Function determined Type

 In this way the Dogue de Bordeaux developed in France, the Bullenbeisser in Germany, the Brabanter Bullenbijter and the Niederlandischer Bollbeisser in the Low Countries, the Danzigger Bahrenbeisser in Eastern Europe, the Neapolitan Mastiff and the Cane Corso in Italy, the Perro de Presa Canario and the Perro de Presa Mallorquin in the Spanish Islands and in due course the Tosa in Japan, the Bajan Biting Dog in the West Indies, the Gran Mastini de Borinquen in Puerto Rico, the American Bulldog and Alapaha Blue Blood Bulldog in the United States, the Fila Brasileiro in South America and the Boerboel in South Africa.
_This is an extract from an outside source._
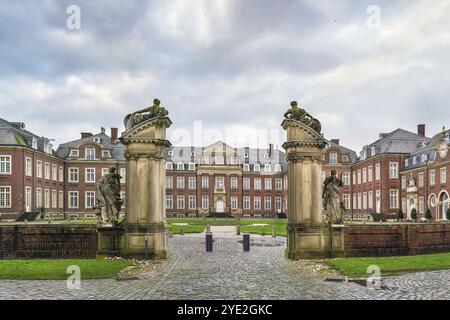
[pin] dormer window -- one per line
(90, 154)
(74, 153)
The Cuban Bloodhound, now lost to us, had distinct broad-mouthed features and probably descended from the Perros de Presa of the conquistadores. Dogs with such powerful 'seizing' instincts were valued by butchers and livestock handlers, especially to 'grip' wayward stock or 'hold' cattle for slaughter. A different instinct, purely of protecting livestock from predators, has been capitalised on in the livestock protection dogs or flock guardians.
Dogs of the mastiff group, the modified brachycephalic breeds, can be found in northern and southern Europe, north, south and central America, South Africa and the Far East. They travelled with nomadic peoples and settlers in new countries. These dogs have a clearly defined phenotype: a shoulder height of around 26", drop ears, a well-defined stop, a short coat, thick skin, a strongly-made head with a powerful jaw, a broad mouth, most of its weight on the forehand and coat colours composed of black or dilute black, i.e. blue, slate grey, grey, red, shades of fawn and brindle, usually with black muzzles and masks, sometimes with white on the front of the dogs. Breeds of this type, like the Mastiff of England and the Fila Brasileiro, that are bigger have had different blood added to them: Alpine Mastiff, Great Dane and Tibetan 'Mastiff' blood in the English dog's case. The flock protecting breeds, which were not expected to hunt, have always been bigger, as the Caucasian Owtcharkas, the Kuvasz, the Sage Koochi, the Pyrenean Mountain Dog and the Spanish 'Mastiff' demonstrate to this day. Their sheer size allowed them to survive in remote pastures, in testing climates and on long transhumance journeys. The true mastiffs, the broad-mouthed dogs, have a remarkable footprint across the globe and this is covered in the following chapters.